At Tuesday's Board of Education meeting, Cook offered an updated financial forecast, which now projects positive cash balances into fiscal year 2030, one year later than previously projected. However, Cook said the district still needs to cut $50 million annually from the budget, and should brace for additional cuts in the future.

Although Superintendent Angela Chapman won't present her recommendations until November, the district is already considering major changes to transportation. On Sept. 11, the district mulled giving all high school students Central Ohio Transit Authority passes or doing away with high school transportation entirely. The state only requires public districts to transport students through eighth grade.

Giving COTA passes to high schoolers would allow them to take public transportation instead of relying on school busing. The district said it would save an estimated $4.7 million annually and remove the need for 50 buses. Cutting high school transportation entirely would save the district $7.2 million annually but would place the burden of transportation onto families.

The district said either option would also help Columbus City Schools save money in noncompliance fines. Ohio public schools are required to provide transportation for students who live within district boundaries and go to charter schools. Rodney Stufflebean, executive director of transportation, explained to school board members in August that the state fines public districts that receive transportation complaints from nonpublic schools.

After a fifth complaint from nonpublic schools, CCS must pay $161,000 per day for violations. However, there is no timeline for when nonpublic schools have to file complaints. Stufflebean said in April, nonpublic schools filed numerous complaints from the previous August, so CCS was unable to address the issues and avoid the fines.

Stufflebean said the district spends $77 million each year on transportation, but noncompliance fines raise costs over $100 million. He said the district had successfully reduced its fees from $22 million to $1.4 million before it was hit with new fines in April, driving the fees back up to $15 million.

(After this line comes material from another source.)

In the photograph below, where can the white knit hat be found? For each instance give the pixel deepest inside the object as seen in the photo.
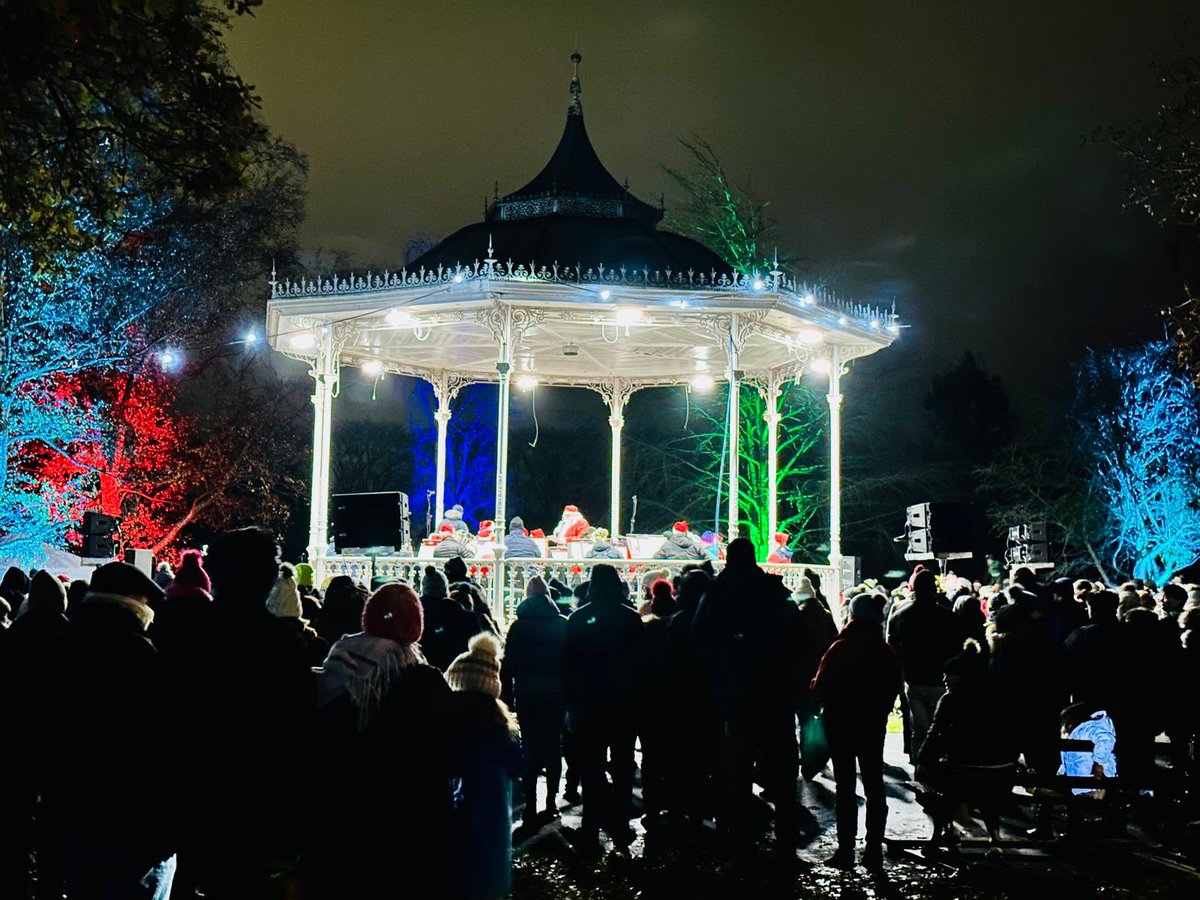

Shufflebean said although the district gets a reimbursement for all nonpublic students it transports, the cost to transport nonpublic students exceeds state funding allotments. Chapman said many Ohio districts have shifted to the state minimum of who they need to transport, something she said CCS has not done. She said after the pandemic, CCS continued to operate transportation as it had before COVID-19, despite having 200 fewer bus drivers.

Cook said providing COTA transportation to high schoolers would reduce the chance for fines, and removing high school transportation would eliminate 9-12 noncompliance fines entirely. Cook said the district does not budget for fines, so they always represent a direct revenue loss.

Although removing transportation would save the most money, board members recognized the responsibility that placed on families. As part of the Tuesday meeting the board discussed their recent state report card and areas for improvement. The report card placed the district's chronic absentee rate at 52.6%, which is unlikely to be bettered by placing the responsibility of getting to school on families.